The Grief of Children is expressed many times in a different manner than ours.  A child's grief process is compounded in that they do not have the reasoning capabilities as do adults.  There emotions seem to be exaggerated and things seem larger than life.  Don't sell a child short.  A child to whom given proper explanations, can deal and handle crises sometimes better than adults.  

It is important when dealing with a child to be truthful. As parents, we often want to protect children from the pain of grief. But don't cover up the truth of a death by lying or be honest and communicate.  Give time each day to answer questions that your children might have about death.  Death is a natural part of life's cycle and something we all have to experience.

Ways to Help Children Cope

  • Explain truthfully in terms that a child can understand.
  • Encourage the child to express his/her feelings. 
  • Be accepting of the child's emotions and reactions.  Consol them and comfort them when they need it.
  • Be patient.  Children may need you to explain what happened many times or they may need to ask the same question time and again.  This is normal for a child and even though your nerves may be on edge remember that the child is just trying to understand.
  • Don't keep your feelings from your child.  Share your feelings and allow the child t comfort you.  This gives the child a sense of strength and a lesson in caring and compassion.
  • Maintain the usual stability, order and security in children's lives.  Children need the status quo of everyday life to help them feel secure. Children's school work or school life may be affected by the death.  Advise the school and teacher of the situation. 
  • Your instincts may be to shield your child from the funeral and ceremonies.  Allow your child to make some decisions about participating in the family rituals, i.e., visitation, funeral and socializing after the funeral.  Be sure to explain in advance what each ritual entails.  Children know what they can or want to participate in.

Explanations that may confuse children

Children are very concrete thinkers and understand things you say in a very literal way.  Some of the explanations we use with children can actually make the grief process more difficult or cause problems later in life.

  • Telling a child that the deceased went on a long journey or moved away can be very detrimental to the child.  The child is capable of seeing what is happening around them.  They may wonder why everyone is crying if the deceased just moved.  It will create more questions that will confuse the child.  The child may wonder why the deceased left them and feel abandoned. 
  • Telling children that the deceased was sick and had to go to the  hospital may create fear of doctors and hospitals.  The child might think they may die if they need to go to the hospital themselves. 
  • Telling children that God was lonely and needed the deceased may create anger towards God.  The child will then think that God is selfish and not want to do things that might make God happy.
  • Telling a child that the deceased went to sleep can create a fear of going to bed.  Children may fear going to sleep wondering if they will wake up or not.

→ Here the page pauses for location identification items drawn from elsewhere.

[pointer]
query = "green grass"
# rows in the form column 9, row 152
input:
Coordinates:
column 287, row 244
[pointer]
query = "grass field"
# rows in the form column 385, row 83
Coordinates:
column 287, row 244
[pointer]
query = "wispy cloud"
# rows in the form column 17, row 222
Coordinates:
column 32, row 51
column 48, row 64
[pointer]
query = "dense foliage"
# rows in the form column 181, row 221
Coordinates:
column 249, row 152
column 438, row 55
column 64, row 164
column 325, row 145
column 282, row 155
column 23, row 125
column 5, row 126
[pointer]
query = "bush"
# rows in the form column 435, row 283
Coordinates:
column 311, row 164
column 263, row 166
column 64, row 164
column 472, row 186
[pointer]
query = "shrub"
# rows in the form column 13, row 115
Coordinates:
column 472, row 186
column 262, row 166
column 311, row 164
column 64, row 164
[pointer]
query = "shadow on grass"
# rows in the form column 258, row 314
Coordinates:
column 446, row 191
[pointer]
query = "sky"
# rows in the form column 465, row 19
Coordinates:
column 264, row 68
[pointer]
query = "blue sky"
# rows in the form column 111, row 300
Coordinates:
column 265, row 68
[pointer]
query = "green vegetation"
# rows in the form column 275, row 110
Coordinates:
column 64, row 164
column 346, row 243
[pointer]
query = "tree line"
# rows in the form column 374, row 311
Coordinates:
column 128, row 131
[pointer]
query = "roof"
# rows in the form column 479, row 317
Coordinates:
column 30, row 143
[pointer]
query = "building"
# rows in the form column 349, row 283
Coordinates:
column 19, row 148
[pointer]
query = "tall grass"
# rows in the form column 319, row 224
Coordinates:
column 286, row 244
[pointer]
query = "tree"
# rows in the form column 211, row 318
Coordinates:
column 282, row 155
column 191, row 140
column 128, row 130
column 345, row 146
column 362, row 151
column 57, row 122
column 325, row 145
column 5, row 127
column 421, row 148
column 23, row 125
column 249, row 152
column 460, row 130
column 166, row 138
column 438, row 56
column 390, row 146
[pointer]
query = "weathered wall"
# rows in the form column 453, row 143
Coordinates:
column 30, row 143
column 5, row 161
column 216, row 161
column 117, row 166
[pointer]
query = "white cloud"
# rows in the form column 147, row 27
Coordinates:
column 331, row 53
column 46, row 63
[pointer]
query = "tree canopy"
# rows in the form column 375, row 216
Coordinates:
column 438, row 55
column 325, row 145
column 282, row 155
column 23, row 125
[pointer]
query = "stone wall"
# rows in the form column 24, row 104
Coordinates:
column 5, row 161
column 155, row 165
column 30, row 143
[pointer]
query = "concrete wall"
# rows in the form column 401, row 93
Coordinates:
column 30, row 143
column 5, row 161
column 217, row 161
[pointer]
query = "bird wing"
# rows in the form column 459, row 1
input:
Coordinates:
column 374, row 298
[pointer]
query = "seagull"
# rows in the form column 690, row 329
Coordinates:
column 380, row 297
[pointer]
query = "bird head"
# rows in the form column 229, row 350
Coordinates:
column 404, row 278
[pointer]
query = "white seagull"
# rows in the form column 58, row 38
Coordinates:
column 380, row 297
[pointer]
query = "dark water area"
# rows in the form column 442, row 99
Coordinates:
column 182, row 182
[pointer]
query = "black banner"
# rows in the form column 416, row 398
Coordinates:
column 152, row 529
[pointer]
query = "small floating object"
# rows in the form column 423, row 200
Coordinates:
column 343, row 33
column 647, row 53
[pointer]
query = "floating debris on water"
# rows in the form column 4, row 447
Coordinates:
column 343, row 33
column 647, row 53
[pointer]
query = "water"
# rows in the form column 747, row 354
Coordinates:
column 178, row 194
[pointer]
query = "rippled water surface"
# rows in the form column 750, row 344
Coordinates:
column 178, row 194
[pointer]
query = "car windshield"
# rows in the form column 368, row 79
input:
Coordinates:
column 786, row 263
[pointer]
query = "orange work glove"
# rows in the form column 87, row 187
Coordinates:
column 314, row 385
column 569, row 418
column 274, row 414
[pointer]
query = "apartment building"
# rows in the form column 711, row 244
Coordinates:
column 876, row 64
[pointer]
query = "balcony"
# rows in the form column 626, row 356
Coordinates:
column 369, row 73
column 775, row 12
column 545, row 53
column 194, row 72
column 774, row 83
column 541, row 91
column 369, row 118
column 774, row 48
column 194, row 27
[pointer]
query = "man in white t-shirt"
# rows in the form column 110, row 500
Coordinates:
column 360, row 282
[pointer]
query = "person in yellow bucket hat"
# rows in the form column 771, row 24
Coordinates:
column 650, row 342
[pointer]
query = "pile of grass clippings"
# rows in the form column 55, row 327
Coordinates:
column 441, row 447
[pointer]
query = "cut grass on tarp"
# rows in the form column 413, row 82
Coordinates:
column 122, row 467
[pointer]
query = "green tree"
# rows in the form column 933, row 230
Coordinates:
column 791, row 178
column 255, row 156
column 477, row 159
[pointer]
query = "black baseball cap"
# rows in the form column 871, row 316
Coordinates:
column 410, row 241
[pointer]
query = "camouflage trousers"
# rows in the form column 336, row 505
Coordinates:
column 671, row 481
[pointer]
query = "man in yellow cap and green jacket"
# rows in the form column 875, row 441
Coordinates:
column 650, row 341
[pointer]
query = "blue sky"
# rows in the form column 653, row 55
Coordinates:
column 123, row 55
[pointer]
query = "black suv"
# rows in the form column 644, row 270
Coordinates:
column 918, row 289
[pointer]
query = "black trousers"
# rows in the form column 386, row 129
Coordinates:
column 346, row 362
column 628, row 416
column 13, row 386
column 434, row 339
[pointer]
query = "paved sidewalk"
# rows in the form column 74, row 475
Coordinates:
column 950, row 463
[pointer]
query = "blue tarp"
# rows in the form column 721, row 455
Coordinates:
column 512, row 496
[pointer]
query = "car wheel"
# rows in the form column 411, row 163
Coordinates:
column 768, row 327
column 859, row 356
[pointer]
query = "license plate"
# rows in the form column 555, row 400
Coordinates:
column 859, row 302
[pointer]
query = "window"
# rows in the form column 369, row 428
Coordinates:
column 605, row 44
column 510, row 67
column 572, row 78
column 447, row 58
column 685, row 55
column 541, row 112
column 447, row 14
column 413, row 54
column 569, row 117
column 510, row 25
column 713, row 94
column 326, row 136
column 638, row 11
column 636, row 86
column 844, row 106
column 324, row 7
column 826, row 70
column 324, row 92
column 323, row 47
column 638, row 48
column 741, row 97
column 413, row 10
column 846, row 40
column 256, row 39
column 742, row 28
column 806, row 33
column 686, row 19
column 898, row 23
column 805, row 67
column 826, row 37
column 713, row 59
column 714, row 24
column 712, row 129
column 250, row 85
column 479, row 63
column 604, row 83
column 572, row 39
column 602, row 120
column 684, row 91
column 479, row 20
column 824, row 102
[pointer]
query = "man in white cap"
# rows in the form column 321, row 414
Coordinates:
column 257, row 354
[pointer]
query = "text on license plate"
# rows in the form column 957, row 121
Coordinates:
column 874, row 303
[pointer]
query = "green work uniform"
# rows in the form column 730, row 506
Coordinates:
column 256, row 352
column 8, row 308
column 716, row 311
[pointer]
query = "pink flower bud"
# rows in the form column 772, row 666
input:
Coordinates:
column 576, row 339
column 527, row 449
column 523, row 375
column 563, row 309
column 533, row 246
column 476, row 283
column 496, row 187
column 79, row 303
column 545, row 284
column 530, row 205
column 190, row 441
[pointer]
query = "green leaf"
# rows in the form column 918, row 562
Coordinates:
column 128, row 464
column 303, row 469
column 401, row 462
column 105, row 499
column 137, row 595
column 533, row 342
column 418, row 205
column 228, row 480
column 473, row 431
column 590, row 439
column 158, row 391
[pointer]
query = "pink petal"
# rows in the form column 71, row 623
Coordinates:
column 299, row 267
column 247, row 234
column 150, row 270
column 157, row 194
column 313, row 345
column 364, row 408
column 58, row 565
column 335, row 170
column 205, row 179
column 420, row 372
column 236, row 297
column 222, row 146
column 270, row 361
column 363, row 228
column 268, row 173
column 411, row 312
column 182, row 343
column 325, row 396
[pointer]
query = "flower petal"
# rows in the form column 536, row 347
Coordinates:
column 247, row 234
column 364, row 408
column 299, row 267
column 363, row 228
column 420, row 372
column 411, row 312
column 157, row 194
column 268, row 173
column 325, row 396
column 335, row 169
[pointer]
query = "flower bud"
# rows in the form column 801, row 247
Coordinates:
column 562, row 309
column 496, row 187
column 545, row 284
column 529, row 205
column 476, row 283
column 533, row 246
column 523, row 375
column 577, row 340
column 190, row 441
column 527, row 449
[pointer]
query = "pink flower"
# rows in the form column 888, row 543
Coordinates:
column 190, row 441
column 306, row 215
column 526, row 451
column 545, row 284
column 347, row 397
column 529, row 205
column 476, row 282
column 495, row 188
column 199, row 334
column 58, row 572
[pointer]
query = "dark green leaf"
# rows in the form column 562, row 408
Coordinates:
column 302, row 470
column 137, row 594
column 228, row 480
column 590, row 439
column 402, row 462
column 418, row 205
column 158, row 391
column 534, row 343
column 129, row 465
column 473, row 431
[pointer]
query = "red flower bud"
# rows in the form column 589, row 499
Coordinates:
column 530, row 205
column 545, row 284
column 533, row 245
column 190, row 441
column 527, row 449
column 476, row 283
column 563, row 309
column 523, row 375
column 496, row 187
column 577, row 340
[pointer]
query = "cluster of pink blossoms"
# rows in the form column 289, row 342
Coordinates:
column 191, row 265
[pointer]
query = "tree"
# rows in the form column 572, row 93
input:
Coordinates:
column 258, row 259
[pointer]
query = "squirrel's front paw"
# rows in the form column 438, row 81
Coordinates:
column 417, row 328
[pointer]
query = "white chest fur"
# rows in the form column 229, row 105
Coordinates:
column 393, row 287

With your loving support, concern and guidance a child will make it through a difficult time learning another of life's lessons.

Children's reaction to death

Children, not unlike you, may react to death in a variety of different ways.  They may experience all of the emotions of the grieving process or they may experience just a few.  As with you, there are no rules to what feelings may first arise.  Deal with their feelings in a loving, caring manner.  Be careful to really listen to what your child is expressing and trying to tell you. If you see that your child is needing counseling to help them through this rough time arrange with a school counselor or a professional to help them.